I had a single major problem left to deal with.

That problem was Coral.

There were, across the entire planet, a lot of Coral deposits.

There were several hundred small deposits of little real consequence, aside from the fact that they were all seeds for future growth.

There were a few dozen moderately sized deposits, which could provide a steady, if small, supply of Coral to anybody who could get to them. Consequently, they were also large enough that if those colonies were mishandled, a Surge would melt everything close to it.

There were eight large deposits, equal in size to the colony that had been being monitored by Watchpoint Delta. A surge from any of those would end up redrawing geography.

And, of course, the final supply of Coral was diffuse; it floated in continuous waves throughout the atmosphere, burning the sky as it did.

Considering the danger of unregulated Coral, all of it needed to be contained as soon as possible. Considering additionally that the atmospheric Coral held the potential to form new Coral Minds, I needed that done quickly.

To do that, however, I really only had the one option.

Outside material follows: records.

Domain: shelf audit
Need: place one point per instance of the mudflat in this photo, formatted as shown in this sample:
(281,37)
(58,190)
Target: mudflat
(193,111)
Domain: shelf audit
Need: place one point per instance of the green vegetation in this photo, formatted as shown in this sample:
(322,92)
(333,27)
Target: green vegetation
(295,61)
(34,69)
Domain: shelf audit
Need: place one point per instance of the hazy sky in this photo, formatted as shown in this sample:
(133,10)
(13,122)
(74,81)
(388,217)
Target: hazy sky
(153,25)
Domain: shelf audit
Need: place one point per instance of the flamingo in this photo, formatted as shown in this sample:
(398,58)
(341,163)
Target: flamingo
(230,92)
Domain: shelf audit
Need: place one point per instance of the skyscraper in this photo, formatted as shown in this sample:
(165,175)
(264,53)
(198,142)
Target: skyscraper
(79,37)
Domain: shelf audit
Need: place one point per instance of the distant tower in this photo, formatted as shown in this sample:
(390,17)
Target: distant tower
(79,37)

There was only a single facility large enough, capable enough, to handle all that Coral in a timely manner.

The Vascular Plant.

I had been considering the problem of reclaiming the atmospheric Coral for years, even before I first heard the murmuring voices of the sky. The only thing that particular confirmation had changed was how much I was willing to change the scale of the efforts to recover it.

The Vascular Plant was, by far, the largest structure that had ever been built on Rubicon.

Technically, there were larger structures in orbit, with the numerous rings that wrapped their way around the entire planet, but those weren’t on the planet, and therefore, they don’t count.

Here’s the thing.

The in-game model of the Vascular Plant lied. That version was stupidly huge, yes, but it wasn’t accurate to life. It was contrasted against a planet model that was only seven percent the size of Earth, when Rubicon in fact was about the same size, but denser.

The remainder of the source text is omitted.